O Estado da Paraíba foi condenado pelo juiz da 1ª Vara da Infância e Juventude de João Pessoa, Adhailton Lacet Correia Porto, a regularizar, em prazo improrrogável de 180 dias, todos os cursos técnicos da rede estadual ainda pendentes de reconhecimento pelo Conselho Estadual de Educação, pagar R$ 100 mil por danos morais coletivos e apresentar à Justiça, a cada 60 dias, relatórios sobre o andamento dos processos remanescentes.
A decisão tomada ontem atinge diretamente uma omissão administrativa que deixou centenas de cursos funcionando por anos sem reconhecimento formal, sem professores da base técnica e/ou os equipamentos indispensáveis ao cumprimento do currículo específico para o curso almejado, sem laboratórios e equipamentos obrigatórios, sem alvarás de funcionamento e do Corpo de Bombeiros, e sem mínimo espaço físico necessário
A Ação Civil Pública foi ajuizada pela promotora de Justiça Ana Raquel Lira Beltrão e teve pedidos reiterados em alegações finais pela promotora Maria Edligia Chaves Leite.
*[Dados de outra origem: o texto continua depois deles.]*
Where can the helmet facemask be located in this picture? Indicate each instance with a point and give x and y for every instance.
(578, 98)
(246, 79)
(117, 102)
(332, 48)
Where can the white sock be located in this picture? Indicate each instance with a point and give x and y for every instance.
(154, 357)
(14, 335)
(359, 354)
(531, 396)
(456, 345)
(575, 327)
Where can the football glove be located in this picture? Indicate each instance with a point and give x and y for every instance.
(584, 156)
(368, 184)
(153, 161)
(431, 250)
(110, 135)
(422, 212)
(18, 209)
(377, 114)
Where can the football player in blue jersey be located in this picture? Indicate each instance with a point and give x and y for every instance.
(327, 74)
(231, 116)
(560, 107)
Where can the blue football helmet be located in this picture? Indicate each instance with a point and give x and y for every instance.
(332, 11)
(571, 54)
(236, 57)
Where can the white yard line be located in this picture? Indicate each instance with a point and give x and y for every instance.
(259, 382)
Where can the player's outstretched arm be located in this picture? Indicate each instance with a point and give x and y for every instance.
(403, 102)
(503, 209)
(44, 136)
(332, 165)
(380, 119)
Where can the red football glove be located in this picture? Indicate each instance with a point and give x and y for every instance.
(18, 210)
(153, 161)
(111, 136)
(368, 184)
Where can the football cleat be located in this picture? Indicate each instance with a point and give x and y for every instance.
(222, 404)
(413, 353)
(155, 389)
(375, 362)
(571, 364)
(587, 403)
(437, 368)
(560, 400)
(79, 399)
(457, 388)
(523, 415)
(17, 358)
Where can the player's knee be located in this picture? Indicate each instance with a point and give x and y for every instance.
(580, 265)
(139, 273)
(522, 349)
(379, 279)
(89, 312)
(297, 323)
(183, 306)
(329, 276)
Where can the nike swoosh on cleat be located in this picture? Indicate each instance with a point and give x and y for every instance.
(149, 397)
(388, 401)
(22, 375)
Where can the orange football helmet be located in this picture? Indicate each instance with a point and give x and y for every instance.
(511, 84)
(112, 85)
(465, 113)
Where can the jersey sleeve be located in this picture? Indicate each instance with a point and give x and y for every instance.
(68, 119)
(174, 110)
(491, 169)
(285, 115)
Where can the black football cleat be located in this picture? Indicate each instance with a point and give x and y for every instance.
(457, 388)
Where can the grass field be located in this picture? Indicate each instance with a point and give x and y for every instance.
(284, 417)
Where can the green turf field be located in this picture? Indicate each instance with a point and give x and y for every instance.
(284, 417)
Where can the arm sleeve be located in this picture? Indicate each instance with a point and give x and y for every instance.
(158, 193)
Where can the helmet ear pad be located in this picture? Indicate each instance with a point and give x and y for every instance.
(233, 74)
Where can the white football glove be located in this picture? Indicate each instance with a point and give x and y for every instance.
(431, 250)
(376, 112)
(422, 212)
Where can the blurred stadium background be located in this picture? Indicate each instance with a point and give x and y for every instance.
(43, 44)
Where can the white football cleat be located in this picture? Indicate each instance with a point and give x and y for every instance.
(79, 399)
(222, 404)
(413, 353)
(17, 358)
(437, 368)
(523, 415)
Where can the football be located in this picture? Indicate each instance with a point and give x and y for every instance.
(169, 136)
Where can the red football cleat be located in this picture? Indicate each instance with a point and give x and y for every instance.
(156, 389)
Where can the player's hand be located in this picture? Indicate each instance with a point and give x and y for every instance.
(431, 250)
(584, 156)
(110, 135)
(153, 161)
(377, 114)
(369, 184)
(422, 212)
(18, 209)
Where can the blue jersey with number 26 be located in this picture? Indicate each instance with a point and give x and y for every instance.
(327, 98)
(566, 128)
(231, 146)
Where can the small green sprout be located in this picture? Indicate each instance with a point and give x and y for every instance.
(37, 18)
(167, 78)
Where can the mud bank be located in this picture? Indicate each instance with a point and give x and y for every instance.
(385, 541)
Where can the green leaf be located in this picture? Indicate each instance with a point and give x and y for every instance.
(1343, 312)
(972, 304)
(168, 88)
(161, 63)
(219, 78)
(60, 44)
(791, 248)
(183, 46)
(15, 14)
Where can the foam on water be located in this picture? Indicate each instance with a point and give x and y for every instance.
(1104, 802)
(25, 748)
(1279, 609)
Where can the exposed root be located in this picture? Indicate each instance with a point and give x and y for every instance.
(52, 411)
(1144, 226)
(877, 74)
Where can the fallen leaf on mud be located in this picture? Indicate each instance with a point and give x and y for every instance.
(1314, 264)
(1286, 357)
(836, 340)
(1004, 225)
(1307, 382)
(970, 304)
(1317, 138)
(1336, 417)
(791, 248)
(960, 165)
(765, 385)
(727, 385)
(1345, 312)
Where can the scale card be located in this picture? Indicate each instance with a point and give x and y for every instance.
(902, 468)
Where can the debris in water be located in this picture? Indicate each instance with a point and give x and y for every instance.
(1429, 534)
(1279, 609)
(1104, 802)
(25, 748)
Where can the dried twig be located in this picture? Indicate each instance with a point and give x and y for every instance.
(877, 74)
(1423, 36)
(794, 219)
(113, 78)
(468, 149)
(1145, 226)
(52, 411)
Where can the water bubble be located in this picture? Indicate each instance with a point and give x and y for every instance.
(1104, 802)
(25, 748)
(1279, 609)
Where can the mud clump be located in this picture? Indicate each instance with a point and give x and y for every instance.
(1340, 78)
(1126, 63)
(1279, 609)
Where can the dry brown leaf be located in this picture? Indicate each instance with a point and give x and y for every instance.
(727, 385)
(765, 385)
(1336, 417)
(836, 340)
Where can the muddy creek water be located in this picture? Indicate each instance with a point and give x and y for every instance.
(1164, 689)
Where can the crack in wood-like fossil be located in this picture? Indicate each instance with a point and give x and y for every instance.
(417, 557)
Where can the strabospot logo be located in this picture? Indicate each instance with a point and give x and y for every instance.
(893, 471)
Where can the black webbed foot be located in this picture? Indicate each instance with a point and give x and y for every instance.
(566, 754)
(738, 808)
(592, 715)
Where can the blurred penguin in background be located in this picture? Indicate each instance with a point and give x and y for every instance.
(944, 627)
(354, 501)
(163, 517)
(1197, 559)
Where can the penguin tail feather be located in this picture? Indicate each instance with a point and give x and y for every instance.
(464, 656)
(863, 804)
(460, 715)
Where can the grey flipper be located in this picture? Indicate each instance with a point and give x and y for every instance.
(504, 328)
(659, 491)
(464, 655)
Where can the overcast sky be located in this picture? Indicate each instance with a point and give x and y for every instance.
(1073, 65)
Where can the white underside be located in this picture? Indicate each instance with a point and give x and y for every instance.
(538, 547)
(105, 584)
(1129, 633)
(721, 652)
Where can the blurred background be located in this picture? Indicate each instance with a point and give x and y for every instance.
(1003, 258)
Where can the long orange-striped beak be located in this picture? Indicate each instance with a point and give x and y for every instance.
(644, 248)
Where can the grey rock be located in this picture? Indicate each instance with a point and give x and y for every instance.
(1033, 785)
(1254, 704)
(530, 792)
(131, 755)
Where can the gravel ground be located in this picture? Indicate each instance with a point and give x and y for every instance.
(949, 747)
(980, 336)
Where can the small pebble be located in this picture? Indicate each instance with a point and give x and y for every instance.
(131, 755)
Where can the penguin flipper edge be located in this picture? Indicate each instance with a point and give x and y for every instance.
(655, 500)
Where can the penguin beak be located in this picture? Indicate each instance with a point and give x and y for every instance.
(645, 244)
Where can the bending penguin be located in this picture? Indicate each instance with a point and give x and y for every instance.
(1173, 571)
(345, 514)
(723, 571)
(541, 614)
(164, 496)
O Ministério Público da Paraíba pediu a proibição imediata de novas matrículas nos cursos irregulares, indenização de R$ 100 mil por cada escola em situação irregular e aplicação de multas diárias pessoais de R$ 5 mil ao então governador João Azevêdo, ao secretário estadual de Educação, Wilson Santiago Filho, e à ex-presidente do Conselho Estadual de Educação, Adelaide Alves Dias, em caso de descumprimento das medidas judiciais.
Valor da indenização reduzido
Na decisão, o magistrado reconheceu que parte das unidades conseguiu regularização após o ajuizamento da ação e extinguiu parcialmente o processo nesses casos específicos. E entendeu que a omissão administrativa prolongada exigia intervenção judicial diante do risco ao direito fundamental à educação profissional de qualidade. O juiz observou ainda que o Decreto Estadual nº 45.200/2024 não substitui o reconhecimento institucional exigido pelo Conselho Estadual de Educação para assegurar validade plena aos diplomas técnicos.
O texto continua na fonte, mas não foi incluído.